Martin Thompson first reported on the cost of contention using a simple benchmark that measures the time to increment a 64-bit counter 500 million times using various strategies. Results were reported here (section 3.1) and here (Managing Contention vs. Doing Real Work).
I re-implemented this benchmark here.
https://gist.github.com/nikolaybotevb/bc8cc1cdfa2f7cc212a915c487771d53
The results I observed (running on Java 9 with a 2017 MacBook Pro with a 2.9 GHz 7th Generation Kaby Lake Intel Core i7 processor) are comparable to those reported by Martin 7 years ago.

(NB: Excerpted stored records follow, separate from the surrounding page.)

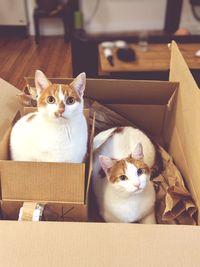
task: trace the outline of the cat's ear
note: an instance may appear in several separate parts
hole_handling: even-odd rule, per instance
[[[138,143],[136,146],[135,146],[135,149],[134,151],[132,152],[132,157],[134,159],[138,159],[138,160],[141,160],[144,158],[144,154],[143,154],[143,147],[142,147],[142,144],[141,143]]]
[[[40,95],[42,90],[46,89],[51,85],[51,82],[47,79],[41,70],[36,70],[35,72],[35,87],[37,94]]]
[[[100,162],[100,165],[101,165],[102,169],[104,170],[105,174],[107,175],[107,174],[108,174],[108,170],[109,170],[110,168],[112,168],[112,166],[113,166],[117,161],[114,160],[114,159],[111,159],[111,158],[109,158],[109,157],[100,155],[100,156],[99,156],[99,162]]]
[[[70,84],[70,86],[72,86],[76,90],[76,92],[80,97],[83,97],[85,85],[86,85],[85,72],[80,73]]]

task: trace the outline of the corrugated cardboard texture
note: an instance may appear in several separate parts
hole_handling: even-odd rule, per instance
[[[16,95],[20,91],[13,85],[7,83],[3,79],[0,79],[0,106],[1,106],[1,116],[0,116],[0,142],[3,136],[11,126],[13,119],[15,118],[18,110],[19,103],[16,101]]]
[[[81,203],[66,202],[42,202],[45,204],[42,221],[73,221],[86,222],[88,219],[88,207]],[[1,201],[1,210],[4,220],[18,220],[19,210],[23,201]]]
[[[200,208],[200,91],[175,42],[171,50],[170,81],[180,86],[166,128],[169,151]]]
[[[197,267],[193,226],[1,222],[1,266]]]
[[[85,164],[1,162],[2,199],[84,203]]]

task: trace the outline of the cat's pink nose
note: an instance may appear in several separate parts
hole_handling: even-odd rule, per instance
[[[140,187],[140,181],[135,181],[134,183],[133,183],[133,185],[135,186],[135,187]]]
[[[65,111],[64,108],[59,108],[59,110],[58,110],[58,112],[59,112],[60,114],[63,114],[64,111]]]

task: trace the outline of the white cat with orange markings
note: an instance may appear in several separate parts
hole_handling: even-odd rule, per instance
[[[22,117],[10,137],[11,159],[19,161],[84,161],[88,130],[83,114],[85,73],[70,84],[52,84],[35,73],[38,111]]]
[[[138,129],[112,128],[94,138],[93,189],[106,222],[156,223],[154,162],[154,145]]]

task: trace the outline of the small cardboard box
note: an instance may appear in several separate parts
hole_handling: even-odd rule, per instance
[[[88,158],[86,163],[22,162],[9,160],[9,133],[20,113],[27,113],[17,103],[19,91],[0,80],[2,105],[7,109],[0,118],[1,212],[4,220],[17,220],[23,202],[45,204],[44,220],[87,221],[88,194],[92,170],[91,140],[94,125],[88,121]],[[9,102],[12,101],[12,102]],[[6,105],[5,105],[6,104]],[[32,111],[32,109],[30,109]]]
[[[199,209],[200,92],[174,42],[169,80],[88,80],[85,95],[112,107],[165,145]],[[5,87],[3,83],[1,87],[5,98],[10,85]],[[9,101],[7,111],[16,106],[13,99]],[[1,138],[8,126],[7,121],[1,123]],[[2,173],[4,163],[0,167]],[[0,240],[2,266],[200,264],[199,226],[1,221]]]

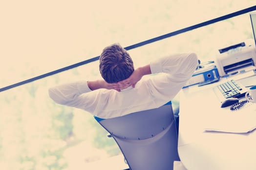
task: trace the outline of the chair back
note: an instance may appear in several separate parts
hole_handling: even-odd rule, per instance
[[[171,170],[173,161],[180,160],[171,102],[120,117],[95,118],[114,138],[130,170]]]

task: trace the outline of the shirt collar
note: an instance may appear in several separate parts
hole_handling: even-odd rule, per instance
[[[129,89],[131,89],[132,88],[132,85],[130,85],[126,88],[121,90],[121,91],[125,91],[129,90]]]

Method | Time (ms) Kaby Lake, Java 10 |
Time (ms) Westmere |
---|---|---|
Single thread | 70 | 300 |
Single thread with volatile | 2,700 | 4,700 |
Single thread with CAS | 3,500 | 5,700 |
Single thread with synchronized | 2,000 | |
Single thread with lock | 9,300 | 10,000 |
Two threads with CAS | 10,800 | 18,000 |
Two threads with synchronized | 22,400 | |
Two threads with lock | 52,500 | 118,000 |
While this micro-benchmark is not representative of real-world workloads (as explained here), tempted by its simplicity I plan to use it as the first benchmark to track optimizations to the air-java concurrency library. This would be followed up by a more comprehensive benchmark like this one, which measure both latency and throughput under various configurations, and finally a real-world application.